When I turned 10 years old, my parents threw me a big birthday party at our house.  The next day, we had balloons left over in our house, floating around from room to room.  My mother came up with the idea for my sister and I to tie notes onto the balloons and let them go.  We each wrote notes with with our name and address, asking to hear back from whoever found the notes once the balloons used up all of their helium and slowly drifted back down to Earth.  We let the balloons go that afternoon, and watched them until they were only tiny specks in the sky, barely even distinguishable.  My sister and I imagined all day who would write back to us, but by the next day, the balloons were forgotten and we went about with our grade school lives.  

A few weeks later, I got home from school and went next door to our neighbor's house.  Miss Jean was an old crotchety lady who watched soap operas all afternoon and had a dog named Mac who would lick crumbs off of your fingers.  She kept several kids in the neighborhood after school let out in the afternoons, until our parents could pick us up after work.  When my mom called from next door to let Miss Jean know that she was home, we ran next door with our backpacks, happy to be out of the house next door where we weren't allowed to talk loudly or listen to the radio.  When I got home, my mom handed me a letter that had come in the mail.  The return address told me that it was from Laura Fisher who lived in Lancaster, Pennsylvania.  I tore open the letter, curious as to why it was addressed to me.  

Laura wrote that she was 11 years old, and her family was Amish.  Her father had found my balloon in his cornfield one morning, and brought it, with the note, back to her at the house.  I read her letter, over and over, imagining her writing it by candlelight after a bath in a metal tub, filled with water heated over a fire.  (I later learned that most Amish have gas lamps and running water).  We wrote back and forth for about a year, and I learned more and more about Laura's Amish life.  I responded to each letter and told her all about my new American Girl Doll, about my class's field trip to the Franklin Institute in Philadelphia, and about general 4th grade life.  

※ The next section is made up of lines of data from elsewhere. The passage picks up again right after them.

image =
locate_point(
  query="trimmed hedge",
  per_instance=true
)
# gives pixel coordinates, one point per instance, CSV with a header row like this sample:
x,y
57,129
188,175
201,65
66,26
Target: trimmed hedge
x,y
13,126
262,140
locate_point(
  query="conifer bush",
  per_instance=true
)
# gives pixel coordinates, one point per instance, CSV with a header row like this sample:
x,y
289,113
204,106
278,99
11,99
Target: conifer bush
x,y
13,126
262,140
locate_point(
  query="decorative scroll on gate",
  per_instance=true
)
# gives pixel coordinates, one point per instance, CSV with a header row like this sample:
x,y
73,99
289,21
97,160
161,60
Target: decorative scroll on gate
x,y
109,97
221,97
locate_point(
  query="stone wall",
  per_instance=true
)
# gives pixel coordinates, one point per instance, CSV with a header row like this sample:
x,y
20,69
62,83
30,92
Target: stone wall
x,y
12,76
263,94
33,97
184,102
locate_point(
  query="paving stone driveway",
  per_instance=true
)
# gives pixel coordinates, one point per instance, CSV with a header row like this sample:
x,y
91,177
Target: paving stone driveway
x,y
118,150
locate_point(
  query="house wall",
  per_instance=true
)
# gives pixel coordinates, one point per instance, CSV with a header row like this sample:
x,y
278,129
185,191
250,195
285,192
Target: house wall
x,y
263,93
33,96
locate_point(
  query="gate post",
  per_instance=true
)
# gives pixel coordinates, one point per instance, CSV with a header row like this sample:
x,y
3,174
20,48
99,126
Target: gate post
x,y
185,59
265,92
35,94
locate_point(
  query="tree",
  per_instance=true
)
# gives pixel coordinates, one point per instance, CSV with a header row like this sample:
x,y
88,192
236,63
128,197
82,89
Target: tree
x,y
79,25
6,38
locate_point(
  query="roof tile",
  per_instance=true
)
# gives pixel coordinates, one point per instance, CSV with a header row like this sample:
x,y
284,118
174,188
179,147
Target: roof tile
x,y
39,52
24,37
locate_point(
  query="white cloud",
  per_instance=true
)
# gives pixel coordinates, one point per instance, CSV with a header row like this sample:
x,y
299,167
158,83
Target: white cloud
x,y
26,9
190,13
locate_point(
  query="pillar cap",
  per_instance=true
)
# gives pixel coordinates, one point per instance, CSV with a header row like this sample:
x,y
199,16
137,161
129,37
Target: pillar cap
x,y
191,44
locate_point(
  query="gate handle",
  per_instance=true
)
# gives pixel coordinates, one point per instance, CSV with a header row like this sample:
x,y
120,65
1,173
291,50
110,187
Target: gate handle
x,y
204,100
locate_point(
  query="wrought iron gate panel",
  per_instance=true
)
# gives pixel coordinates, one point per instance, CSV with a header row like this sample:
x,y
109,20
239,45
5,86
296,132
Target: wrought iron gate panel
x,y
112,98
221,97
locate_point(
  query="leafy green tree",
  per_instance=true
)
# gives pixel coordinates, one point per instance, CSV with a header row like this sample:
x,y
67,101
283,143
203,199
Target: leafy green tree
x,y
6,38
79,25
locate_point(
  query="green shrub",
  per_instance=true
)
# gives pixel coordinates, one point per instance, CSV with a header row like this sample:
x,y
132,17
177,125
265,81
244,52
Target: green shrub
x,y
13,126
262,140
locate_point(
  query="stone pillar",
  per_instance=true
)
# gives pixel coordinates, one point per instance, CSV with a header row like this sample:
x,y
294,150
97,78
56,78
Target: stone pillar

Laura's letters were often riddled with misspelled words and grammatical errors.  I couldn't believe that an 11 year old could spell "together" wrong, or didn't know that when you were pluralizing something, you didn't have to put an apostrophe before the s.

In the last letter that I ever sent to her, I enclosed photo of myself.  It was a tiny, wallet sized copy of my school photo.  I can recall what I was wearing in that photo... it was a black velvet dress, and my mom had done my blonde hair in curls that morning.  I never got a letter back from her.  At the time, I wasn't that upset about it.  I guess I just figured that we grew out of the letters.  It didn't occur to me until much later that by me sending a photo of myself, it may have put her family in an uncomfortable situation.  The Amish don't believe in taking photos of one another, because they think that by having a photograph of yourself, it's putting yourself up on a pedestal or may cultivate vanity.  Once you begin to learn more about the Amish community, these things seem to make a lot of sense.

I'll never know if Laura Fisher stopped writing because I sent a photo of myself.  Maybe it was harvest season and she became very busy.  Maybe her parents intercepted my letter and never let her read it, so maybe she thinks my letter never came.  Maybe her letter got lost, and she never really did stop writing.  For whatever reason, I went about my life and didn't really realize how amazing and cool it was that I had an Amish penpal.  I would do anything to have her back!  I'm sure that by now, she is married and has a family and lives on her own farm.  Two years ago, on October 2, 2006 (which happens to also be Em and my exact anniversary), tragedy struck Lancaster County, when a man opened fire in an Amish Schoolhouse, killing 5 young girls and wounding 5 others.  One of the five victims of the shooting was 10 years old and named Barbie Fisher.  I often wonder if she was somehow related to Laura- perhaps a sister, or a cousin. 

I wonder if I sent up another balloon in April, where it would reach.  I haven't tried it since I was 10, but I wonder if this one would get lost in the woods somewhere, or the note get drenched in the rain.  (My first note was on a normal sheet of paper, rolled up like a scroll.  I can't believe it didn't get wet).  Maybe I'll try this again one day.




1 comment:

lindsey said...

I've had two pen pals - one when I lived in korea, she lived in Virginia and it was a class assignment. The other was in high school...i think through key club...someone knew a teacher in ireland who wanted her students to communicate w/ u.s. students, so i had a pen pal named Patrick.
i think it's really interesting that something that we don't think anything of - a picture - is something so big to another culture even w/in the u.s.